Three forms of AI safety research

The case is similar with AI research. AI capabilities work comes part and parcel with associated safety engineering tasks. Working today, an AI safety engineer might focus on making the internals of large classes of software more transparent and interpretable by humans. They might ensure that the system fails gracefully in the face of adversarial observations. They might design security protocols and early warning systems that help operators prevent or handle system failures.2

AI safety engineering is indispensable work, and it’s infeasible to separate safety engineering from capabilities engineering. Day-to-day safety work in aerospace engineering doesn’t rely on committees of ethicists peering over engineers’ shoulders. Some engineers will happen to spend their time on components of the system that are there for reasons of safety — such as failsafe mechanisms or fallback life-support — but safety engineering is an integral part of engineering for safety-critical systems, rather than a separate discipline.

In the domain of AI, target selection addresses the question: if one could build a powerful AI system, what should one use it for? The potential development of superintelligence raises a number of thorny questions in theoretical and applied ethics. Some of those questions can plausibly be resolved in the near future by moral philosophers and psychologists, and by the AI research community. Others will undoubtedly need to be left to the future. Stuart Russell goes so far as to predict that “in the future, moral philosophy will be a key industry sector.” We agree that this is an important area of study, but it is not the main focus of the Machine Intelligence Research Institute.

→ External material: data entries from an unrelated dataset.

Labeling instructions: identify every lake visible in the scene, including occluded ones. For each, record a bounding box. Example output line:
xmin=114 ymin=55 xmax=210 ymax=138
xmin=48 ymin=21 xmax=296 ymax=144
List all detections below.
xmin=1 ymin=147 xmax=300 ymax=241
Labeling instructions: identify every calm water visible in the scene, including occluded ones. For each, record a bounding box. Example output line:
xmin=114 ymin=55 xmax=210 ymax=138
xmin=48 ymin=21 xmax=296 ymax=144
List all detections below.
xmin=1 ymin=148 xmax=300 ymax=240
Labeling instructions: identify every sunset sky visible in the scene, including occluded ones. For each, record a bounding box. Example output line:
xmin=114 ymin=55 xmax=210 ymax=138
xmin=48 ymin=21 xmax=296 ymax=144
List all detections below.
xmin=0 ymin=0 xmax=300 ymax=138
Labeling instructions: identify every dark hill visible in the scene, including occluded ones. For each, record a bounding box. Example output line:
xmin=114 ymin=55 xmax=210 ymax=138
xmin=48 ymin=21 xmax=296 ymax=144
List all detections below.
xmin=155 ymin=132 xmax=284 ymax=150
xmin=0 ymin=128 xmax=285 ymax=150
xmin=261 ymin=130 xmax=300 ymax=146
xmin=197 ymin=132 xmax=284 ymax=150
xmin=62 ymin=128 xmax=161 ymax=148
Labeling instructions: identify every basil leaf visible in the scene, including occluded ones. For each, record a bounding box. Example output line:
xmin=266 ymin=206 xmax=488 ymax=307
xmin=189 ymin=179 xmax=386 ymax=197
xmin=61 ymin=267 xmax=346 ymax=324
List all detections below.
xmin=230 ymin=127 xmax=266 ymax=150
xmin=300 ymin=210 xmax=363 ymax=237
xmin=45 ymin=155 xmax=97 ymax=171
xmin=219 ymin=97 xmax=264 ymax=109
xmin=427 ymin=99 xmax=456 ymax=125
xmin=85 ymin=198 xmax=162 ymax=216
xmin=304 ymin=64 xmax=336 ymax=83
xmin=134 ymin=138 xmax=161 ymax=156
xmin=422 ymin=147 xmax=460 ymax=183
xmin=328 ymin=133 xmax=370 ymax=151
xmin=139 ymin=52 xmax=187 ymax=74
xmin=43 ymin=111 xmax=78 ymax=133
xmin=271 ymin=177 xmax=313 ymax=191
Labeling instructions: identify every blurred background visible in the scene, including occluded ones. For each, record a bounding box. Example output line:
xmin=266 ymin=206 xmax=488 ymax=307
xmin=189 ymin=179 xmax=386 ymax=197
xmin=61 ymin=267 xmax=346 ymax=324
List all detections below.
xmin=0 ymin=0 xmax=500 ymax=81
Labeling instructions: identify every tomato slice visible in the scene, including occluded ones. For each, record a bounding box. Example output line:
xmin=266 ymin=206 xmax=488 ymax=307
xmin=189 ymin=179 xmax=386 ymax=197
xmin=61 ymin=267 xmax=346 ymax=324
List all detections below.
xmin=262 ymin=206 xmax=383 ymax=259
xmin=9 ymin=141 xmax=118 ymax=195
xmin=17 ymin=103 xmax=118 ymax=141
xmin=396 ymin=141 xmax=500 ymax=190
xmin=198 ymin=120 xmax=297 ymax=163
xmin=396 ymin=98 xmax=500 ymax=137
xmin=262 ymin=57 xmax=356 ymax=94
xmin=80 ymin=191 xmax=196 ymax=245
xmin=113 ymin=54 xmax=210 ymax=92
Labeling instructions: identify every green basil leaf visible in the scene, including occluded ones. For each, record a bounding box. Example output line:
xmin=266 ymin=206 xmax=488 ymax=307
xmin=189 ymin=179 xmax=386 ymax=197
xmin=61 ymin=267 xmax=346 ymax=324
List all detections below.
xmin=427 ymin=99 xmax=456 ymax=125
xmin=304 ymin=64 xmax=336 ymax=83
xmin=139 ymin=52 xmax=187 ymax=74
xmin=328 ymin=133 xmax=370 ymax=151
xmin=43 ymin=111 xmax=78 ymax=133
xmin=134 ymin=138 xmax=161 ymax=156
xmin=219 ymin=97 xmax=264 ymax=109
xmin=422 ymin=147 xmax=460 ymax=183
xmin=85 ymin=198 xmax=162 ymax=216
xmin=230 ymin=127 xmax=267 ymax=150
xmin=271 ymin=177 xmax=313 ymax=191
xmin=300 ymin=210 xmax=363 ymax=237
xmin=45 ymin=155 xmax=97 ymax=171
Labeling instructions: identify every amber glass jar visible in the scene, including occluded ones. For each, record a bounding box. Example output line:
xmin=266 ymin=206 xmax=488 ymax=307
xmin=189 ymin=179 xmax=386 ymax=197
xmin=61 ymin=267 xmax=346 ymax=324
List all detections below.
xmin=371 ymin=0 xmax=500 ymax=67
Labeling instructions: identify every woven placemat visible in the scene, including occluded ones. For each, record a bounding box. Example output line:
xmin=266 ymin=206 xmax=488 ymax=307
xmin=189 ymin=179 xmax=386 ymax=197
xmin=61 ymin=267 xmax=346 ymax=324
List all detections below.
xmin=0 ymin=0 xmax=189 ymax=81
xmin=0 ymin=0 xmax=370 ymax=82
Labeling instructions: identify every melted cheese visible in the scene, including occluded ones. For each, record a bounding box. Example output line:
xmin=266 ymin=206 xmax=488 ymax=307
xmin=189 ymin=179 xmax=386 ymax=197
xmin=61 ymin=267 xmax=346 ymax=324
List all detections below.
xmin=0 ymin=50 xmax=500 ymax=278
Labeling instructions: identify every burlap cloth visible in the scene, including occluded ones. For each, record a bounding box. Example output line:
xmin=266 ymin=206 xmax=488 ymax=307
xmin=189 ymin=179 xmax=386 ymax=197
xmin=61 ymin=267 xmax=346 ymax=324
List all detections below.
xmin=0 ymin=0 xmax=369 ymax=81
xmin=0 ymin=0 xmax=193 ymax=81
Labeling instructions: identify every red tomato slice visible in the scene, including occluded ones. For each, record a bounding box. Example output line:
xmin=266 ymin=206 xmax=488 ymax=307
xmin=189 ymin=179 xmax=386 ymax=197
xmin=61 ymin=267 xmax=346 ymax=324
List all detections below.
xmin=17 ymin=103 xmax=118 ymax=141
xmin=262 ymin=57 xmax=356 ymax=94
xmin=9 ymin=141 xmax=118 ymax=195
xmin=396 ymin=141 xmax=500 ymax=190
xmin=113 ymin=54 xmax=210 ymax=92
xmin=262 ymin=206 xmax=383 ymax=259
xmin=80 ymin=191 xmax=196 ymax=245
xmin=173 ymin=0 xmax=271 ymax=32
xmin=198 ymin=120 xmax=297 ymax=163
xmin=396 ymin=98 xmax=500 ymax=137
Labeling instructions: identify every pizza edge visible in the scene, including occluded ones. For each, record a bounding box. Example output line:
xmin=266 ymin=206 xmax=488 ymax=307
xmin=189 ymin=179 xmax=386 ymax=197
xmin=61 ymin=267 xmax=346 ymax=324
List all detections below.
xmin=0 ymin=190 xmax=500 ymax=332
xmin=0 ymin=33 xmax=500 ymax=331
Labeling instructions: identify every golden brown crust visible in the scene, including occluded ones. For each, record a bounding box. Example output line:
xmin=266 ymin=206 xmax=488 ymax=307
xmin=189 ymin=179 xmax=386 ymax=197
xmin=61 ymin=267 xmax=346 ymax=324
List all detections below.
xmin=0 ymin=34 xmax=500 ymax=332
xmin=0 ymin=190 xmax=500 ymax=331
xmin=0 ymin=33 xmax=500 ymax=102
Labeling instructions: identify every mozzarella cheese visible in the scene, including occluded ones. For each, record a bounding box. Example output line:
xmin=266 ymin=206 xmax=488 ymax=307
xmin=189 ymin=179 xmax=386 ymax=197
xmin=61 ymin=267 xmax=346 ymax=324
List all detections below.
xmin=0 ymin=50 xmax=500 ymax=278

Researchers at MIRI focus on problems of AI alignment: the study of how in principle to direct a powerful AI system towards a specific goal. Where target selection is about the destination of the “rocket” (“what effects do we want AI systems to have on our civilization?”) and AI capabilities engineering is about getting the rocket to escape velocity (“how do we make AI systems powerful enough to help us achieve our goals?”), alignment is about knowing how to aim rockets towards particular celestial bodies (“assuming we could build highly capable AI systems, how would we direct them at our targets?”). Since our understanding of AI alignment is still at the “what is calculus?” stage, we ask questions analogous to “at what angle and velocity would we fire a cannonball to put it in a stable orbit, if Earth were perfectly spherical and had no atmosphere?”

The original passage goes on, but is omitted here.